|Hockey is suppose to be a game but the level of intensity often moves it well beyond
play to a kind of mission. Bantam level players are high motivated individuals and
for the coach the most difficult thing is to get them to rely upon each other and
"play as a team". The coordinated efforts of the six players on the ice
make hockey one of the most amazing spectacles to watch but even more exciting to
be on the ice involved in the mechanics.
Above, early in the third period Ryan Blatchford is carrying the puck into the Melfort zone. On the right a Melfort player puts on a burst of speed and vaults out of his zone with the puck under control. Player for player the teams were evenly matched but Melfort was having discipline problems and that meant time in the box and short handed play giving Tisdale the advantage.
In Bantam "AA" these players are remarkably similar in skill levels and it is from this pool of players that the junior and ultimately the professional teams select their teams of the years to come.

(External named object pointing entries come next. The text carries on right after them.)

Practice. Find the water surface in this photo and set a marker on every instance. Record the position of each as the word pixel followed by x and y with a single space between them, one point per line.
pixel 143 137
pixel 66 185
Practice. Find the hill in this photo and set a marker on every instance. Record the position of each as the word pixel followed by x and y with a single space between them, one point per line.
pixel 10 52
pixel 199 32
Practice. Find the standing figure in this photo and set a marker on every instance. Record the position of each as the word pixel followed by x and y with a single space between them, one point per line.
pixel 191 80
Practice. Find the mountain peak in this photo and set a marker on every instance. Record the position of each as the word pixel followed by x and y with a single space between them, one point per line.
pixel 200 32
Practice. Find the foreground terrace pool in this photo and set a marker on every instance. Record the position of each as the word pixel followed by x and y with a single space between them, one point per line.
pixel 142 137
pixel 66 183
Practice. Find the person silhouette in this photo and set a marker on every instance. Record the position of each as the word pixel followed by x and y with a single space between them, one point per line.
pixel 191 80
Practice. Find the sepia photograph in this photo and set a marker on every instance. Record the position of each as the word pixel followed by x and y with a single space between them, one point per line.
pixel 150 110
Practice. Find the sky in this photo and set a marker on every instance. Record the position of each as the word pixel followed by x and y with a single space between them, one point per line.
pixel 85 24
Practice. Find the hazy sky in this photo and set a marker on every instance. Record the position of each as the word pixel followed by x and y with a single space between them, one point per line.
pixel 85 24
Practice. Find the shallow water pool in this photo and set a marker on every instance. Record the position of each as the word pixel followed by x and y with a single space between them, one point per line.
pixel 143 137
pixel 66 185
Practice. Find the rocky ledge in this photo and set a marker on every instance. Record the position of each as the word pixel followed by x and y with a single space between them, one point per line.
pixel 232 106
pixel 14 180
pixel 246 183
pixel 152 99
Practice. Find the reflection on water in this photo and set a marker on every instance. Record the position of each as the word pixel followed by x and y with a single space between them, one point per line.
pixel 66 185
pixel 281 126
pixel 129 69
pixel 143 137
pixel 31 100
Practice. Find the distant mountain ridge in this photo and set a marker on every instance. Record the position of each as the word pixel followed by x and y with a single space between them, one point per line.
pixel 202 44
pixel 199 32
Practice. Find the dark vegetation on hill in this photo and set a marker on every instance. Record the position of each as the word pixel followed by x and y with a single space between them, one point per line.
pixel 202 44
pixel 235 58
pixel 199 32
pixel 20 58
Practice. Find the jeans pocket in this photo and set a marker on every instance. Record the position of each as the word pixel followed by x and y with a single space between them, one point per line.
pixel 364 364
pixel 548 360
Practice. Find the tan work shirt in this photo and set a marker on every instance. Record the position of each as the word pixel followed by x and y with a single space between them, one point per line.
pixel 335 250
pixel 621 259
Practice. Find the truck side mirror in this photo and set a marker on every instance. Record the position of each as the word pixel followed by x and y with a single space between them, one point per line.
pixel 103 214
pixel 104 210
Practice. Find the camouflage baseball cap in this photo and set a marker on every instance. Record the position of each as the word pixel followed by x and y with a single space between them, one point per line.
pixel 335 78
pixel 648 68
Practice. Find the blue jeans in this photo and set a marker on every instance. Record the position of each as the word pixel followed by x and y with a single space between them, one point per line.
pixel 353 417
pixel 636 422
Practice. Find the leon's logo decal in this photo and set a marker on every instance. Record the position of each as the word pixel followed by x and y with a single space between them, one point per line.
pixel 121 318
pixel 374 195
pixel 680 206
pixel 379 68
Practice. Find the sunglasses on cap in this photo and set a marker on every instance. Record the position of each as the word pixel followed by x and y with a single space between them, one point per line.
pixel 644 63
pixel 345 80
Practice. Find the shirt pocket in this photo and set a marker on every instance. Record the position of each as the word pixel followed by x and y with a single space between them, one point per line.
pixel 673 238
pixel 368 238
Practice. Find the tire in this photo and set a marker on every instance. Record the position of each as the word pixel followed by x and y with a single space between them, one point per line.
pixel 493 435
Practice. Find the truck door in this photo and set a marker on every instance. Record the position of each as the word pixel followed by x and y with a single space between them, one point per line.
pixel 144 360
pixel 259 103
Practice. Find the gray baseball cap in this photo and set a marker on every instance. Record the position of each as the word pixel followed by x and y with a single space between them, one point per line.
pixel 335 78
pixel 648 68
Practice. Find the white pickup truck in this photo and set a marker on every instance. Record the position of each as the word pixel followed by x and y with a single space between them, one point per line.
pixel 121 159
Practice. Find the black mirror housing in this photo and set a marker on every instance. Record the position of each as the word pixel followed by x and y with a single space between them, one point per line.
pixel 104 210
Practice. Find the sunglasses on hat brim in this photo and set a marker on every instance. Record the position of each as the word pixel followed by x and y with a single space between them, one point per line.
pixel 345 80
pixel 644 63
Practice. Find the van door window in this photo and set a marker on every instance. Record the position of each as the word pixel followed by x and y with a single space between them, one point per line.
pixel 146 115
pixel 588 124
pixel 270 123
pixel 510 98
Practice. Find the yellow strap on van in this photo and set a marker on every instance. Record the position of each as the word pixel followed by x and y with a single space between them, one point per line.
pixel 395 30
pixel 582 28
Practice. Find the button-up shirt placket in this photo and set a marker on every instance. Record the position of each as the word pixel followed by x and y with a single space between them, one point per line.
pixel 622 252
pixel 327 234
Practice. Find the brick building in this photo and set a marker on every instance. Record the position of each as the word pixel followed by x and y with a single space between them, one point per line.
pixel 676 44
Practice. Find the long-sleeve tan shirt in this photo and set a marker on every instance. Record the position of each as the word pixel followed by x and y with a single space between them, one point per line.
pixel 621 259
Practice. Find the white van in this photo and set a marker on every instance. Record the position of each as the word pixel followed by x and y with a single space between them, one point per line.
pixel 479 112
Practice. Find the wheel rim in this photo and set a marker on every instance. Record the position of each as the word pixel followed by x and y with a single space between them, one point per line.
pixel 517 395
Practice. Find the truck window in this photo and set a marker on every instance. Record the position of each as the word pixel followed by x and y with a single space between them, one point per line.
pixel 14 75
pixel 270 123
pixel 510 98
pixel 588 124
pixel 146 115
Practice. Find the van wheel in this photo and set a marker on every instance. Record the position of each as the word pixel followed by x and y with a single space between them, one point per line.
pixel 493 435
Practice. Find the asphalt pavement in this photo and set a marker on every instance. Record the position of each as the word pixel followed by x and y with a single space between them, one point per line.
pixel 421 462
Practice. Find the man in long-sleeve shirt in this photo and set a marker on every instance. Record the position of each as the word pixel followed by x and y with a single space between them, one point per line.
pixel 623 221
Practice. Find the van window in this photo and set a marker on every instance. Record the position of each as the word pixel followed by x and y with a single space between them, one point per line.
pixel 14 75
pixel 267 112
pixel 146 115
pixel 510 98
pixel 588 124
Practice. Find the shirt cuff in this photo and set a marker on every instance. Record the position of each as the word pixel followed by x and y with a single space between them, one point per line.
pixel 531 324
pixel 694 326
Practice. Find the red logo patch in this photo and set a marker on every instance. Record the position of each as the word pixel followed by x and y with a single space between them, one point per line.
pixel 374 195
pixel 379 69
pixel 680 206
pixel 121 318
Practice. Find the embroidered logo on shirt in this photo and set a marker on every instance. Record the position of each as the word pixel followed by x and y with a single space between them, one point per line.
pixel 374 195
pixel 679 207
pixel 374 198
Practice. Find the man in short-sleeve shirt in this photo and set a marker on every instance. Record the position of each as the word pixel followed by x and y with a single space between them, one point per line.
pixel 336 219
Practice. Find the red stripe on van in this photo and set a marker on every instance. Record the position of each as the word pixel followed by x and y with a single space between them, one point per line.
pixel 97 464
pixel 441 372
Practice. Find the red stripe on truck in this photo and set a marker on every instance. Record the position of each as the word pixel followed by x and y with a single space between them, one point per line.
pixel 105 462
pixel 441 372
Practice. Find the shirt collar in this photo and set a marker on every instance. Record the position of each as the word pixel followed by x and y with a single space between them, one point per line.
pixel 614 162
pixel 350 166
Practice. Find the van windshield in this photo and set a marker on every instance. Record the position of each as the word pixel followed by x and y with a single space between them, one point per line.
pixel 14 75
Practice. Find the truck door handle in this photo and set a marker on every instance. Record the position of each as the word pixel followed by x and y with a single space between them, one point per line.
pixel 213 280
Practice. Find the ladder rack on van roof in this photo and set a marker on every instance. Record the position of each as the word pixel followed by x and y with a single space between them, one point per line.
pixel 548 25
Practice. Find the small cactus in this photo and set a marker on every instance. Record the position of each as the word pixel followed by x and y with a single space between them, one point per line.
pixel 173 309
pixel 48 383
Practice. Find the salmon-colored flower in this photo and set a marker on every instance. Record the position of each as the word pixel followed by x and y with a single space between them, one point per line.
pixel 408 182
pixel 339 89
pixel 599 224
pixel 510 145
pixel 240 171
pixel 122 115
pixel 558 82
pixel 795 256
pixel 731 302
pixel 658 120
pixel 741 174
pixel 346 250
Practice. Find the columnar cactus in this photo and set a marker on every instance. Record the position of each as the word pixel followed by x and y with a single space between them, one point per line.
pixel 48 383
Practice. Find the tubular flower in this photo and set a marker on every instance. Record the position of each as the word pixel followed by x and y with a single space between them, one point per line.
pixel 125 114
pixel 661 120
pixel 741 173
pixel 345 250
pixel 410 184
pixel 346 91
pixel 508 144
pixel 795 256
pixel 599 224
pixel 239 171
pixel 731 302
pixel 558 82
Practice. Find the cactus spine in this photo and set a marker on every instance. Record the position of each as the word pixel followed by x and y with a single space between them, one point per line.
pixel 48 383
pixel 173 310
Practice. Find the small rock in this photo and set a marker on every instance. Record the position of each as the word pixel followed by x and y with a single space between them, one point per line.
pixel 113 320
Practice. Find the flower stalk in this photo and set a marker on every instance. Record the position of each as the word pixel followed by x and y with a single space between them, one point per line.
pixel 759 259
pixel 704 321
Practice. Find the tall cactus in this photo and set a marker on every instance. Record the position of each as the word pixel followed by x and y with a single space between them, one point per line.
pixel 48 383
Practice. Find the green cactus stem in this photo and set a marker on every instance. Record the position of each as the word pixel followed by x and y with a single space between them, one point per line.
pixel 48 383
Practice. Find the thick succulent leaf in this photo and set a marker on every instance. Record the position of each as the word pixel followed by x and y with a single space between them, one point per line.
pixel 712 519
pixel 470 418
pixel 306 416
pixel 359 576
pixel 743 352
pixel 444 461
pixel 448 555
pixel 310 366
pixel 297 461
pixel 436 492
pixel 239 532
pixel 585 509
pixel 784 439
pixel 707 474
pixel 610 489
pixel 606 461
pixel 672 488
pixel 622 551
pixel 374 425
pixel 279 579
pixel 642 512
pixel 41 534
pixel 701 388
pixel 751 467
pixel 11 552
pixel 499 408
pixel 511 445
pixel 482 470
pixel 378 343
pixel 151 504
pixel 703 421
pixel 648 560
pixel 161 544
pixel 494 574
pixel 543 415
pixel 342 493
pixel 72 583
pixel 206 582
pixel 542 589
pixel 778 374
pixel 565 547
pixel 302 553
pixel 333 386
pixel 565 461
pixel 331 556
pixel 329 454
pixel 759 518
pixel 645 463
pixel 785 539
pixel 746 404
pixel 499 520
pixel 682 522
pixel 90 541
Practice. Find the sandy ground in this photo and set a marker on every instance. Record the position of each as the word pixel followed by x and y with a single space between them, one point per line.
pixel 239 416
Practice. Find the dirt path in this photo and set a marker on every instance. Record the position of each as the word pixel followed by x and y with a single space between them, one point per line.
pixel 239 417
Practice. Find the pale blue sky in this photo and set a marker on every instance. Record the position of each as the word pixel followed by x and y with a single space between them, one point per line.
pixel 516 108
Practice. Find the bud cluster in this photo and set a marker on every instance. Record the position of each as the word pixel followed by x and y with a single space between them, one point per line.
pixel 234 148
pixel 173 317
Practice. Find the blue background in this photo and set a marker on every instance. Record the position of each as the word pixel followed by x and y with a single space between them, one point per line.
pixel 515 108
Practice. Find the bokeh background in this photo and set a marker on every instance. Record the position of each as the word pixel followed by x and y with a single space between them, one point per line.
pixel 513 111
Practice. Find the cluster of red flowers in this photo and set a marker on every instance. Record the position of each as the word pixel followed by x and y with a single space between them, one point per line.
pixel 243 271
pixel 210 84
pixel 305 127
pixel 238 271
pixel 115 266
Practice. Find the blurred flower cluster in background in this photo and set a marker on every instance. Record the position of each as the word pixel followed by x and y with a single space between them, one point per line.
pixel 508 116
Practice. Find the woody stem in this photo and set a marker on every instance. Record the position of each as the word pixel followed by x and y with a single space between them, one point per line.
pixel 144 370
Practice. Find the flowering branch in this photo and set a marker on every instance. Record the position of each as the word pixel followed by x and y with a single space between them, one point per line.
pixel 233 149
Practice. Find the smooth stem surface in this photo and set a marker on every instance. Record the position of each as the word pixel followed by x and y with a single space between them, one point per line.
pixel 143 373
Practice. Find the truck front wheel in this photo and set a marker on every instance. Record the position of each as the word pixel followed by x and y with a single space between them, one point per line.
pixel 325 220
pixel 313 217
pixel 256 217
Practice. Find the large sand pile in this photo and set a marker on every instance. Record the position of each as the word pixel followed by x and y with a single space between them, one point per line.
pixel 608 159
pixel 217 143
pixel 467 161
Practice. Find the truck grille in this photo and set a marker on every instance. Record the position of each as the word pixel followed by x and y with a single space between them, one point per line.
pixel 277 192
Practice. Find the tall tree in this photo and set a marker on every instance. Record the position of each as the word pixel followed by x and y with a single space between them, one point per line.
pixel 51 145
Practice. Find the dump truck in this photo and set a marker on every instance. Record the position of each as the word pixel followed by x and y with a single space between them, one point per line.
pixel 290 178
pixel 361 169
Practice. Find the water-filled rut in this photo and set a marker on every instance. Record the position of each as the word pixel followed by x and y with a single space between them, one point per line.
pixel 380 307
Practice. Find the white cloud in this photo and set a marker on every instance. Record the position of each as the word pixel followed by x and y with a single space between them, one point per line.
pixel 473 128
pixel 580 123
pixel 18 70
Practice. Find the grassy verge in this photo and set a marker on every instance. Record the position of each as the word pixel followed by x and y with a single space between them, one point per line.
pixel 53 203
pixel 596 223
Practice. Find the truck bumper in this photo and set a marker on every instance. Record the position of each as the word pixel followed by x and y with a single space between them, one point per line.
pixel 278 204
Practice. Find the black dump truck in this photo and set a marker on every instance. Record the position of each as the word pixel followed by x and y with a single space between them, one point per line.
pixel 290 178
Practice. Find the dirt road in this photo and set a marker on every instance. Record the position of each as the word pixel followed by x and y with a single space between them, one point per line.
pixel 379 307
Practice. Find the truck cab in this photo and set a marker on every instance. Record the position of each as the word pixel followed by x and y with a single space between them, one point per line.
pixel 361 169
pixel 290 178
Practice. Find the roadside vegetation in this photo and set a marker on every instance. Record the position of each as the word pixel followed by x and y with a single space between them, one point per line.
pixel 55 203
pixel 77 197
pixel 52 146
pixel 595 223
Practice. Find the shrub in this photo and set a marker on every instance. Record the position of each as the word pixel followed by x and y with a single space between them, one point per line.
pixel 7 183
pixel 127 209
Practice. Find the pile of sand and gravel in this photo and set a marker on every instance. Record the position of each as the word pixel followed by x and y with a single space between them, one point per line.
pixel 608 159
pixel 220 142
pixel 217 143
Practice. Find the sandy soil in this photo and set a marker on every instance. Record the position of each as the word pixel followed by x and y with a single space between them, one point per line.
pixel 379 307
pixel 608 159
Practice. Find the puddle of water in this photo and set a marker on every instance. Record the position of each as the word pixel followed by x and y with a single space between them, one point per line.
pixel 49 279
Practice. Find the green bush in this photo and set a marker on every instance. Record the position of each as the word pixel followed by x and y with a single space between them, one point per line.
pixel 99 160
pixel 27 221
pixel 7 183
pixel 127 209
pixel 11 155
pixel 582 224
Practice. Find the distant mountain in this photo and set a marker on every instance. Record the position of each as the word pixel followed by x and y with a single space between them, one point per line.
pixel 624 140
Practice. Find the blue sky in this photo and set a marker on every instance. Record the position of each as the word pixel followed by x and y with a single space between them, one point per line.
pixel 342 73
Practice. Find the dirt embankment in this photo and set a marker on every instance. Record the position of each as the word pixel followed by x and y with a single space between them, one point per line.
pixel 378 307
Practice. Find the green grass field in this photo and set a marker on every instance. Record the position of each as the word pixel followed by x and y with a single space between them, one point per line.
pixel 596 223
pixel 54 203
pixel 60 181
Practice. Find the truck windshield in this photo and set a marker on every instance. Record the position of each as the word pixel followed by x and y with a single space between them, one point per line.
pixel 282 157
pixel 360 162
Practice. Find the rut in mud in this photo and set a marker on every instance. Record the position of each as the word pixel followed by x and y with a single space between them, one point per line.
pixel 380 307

|Fighting has been the scourge of hockey for decades and even though there are rules
and coaches try to rid the game of this distraction it continues to be a legacy from
the commericalisation of the sport. For Bantam players being involved in a fight
means they do not get to play the rest of the game and most coaches begin to restrict
the ice time of players who repeatedly disable their team with fights when the level
of hockey officiating has risen to the competency level that it now is act.
As you can see below this was not a fun or honourable experience for this player and one wonders why it continues at all. On this issue Don Cherry and I do not agree.